Mr. Beveridge ignores facts or evidence that might make Trump look bad and tends to rely on “alternative facts” that exist only in an alternate reality, the Fox News bubble or a QAnon online site.

He states that the search warrant for Mar-a-Lago might have “to do with 15 boxes of documents, perhaps some of them classified, that the National Archives believes should be stored with them rather than in Trump’s home.” Has he heard about the Presidential Records Act of 1978? That law makes it clear that none of the papers, documents, memos or memorabilia relating to Trump’s administration belong to him! They belong to the people of the United States of America and are stored, by law, in the National Archives or, when it is completed, a presidential library run by the Archives. Whether the documents are classified or not makes no difference.

Both Bushes, Bill Clinton and Barack Obama followed this law carefully when accessing their papers when writing their memoirs, and each established a presidential library, where their unclassified papers are stored and available to historians and other researchers. Any classified papers are unavailable to the general public in order to protect our security.

To put it plainly, Trump stole these documents from the United States government (which he is no longer a part of) and must be held accountable.
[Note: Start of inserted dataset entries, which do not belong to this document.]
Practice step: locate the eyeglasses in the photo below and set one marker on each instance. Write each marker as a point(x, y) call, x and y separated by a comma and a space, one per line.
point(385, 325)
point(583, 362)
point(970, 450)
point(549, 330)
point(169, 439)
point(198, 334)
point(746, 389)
He lied to and misled the Archives and the Justice Department when he was asked to return them and has not offered justification or reason why he would commit such a theft of public property.
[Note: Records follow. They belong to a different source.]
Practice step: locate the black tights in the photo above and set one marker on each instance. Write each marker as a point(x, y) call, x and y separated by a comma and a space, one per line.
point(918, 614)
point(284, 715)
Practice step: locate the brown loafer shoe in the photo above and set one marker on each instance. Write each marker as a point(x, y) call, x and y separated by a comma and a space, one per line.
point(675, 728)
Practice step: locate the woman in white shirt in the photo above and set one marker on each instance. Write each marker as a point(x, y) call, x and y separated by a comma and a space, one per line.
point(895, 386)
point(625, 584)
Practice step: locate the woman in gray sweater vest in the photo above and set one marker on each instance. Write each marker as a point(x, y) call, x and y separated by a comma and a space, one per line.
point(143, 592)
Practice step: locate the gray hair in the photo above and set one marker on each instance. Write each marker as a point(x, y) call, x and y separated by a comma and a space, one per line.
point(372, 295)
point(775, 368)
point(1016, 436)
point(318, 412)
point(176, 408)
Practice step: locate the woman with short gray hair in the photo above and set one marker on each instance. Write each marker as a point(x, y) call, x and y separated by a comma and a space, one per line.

Mr. Beveridge seems disturbed about this “unprecedented” search of a former president’s home, observing that “they didn’t do it for Richard Nixon.” For all his faults and crimes, Nixon did not hide evidence that investigators were aware of, and, when ordered by the Supreme Court to turn over tape recordings of White House conversations that he claimed possession of, he promptly obeyed. The revealing of his criminal conversation about obstructing justice in the Watergate investigation led to his resignation from office shortly thereafter. If Nixon had refused to turn over the tapes, he might well have been the subject of a search warrant.

Mr. Beveridge also laments, “Why does Rep. Liz Cheney, R-Wyo., hate him (Trump) so?” Liz Cheney is a true conservative (just check her voting record in Congress!), who holds the United States Constitution as a sacred document; she also knows some history, and she recognizes Donald Trump as a threat to the country that she loves. When Donald Trump refused to accept his defeat for reelection (even though he lost to Joe Biden by 7 million popular votes, and by the same margin in the Electoral College by which Trump defeated Hillary Clinton four years earlier), he instead organized a conspiracy to steal the election by creating fake electors in the key states, calling people like the secretary of state in Georgia, and asking them to “find” votes that did not exist; telling lies about voting fraud that were rejected in over 60 courts. When none of those things worked, he organized and provoked a violent mob to storm the United States Capitol building in order — for the first time in our history — to prevent the official counting of the electoral votes. (The event resulted in several deaths and could have been much worse, including the real possibility of the assassination of Trump’s own vice president), Liz Cheney realized that the president that she had faithfully supported for four years had betrayed his oath to “preserve, protect and defend the Constitution of the United States,” and she could support him no longer.

If Mr. Beveridge cannot understand that, it is truly unfortunate.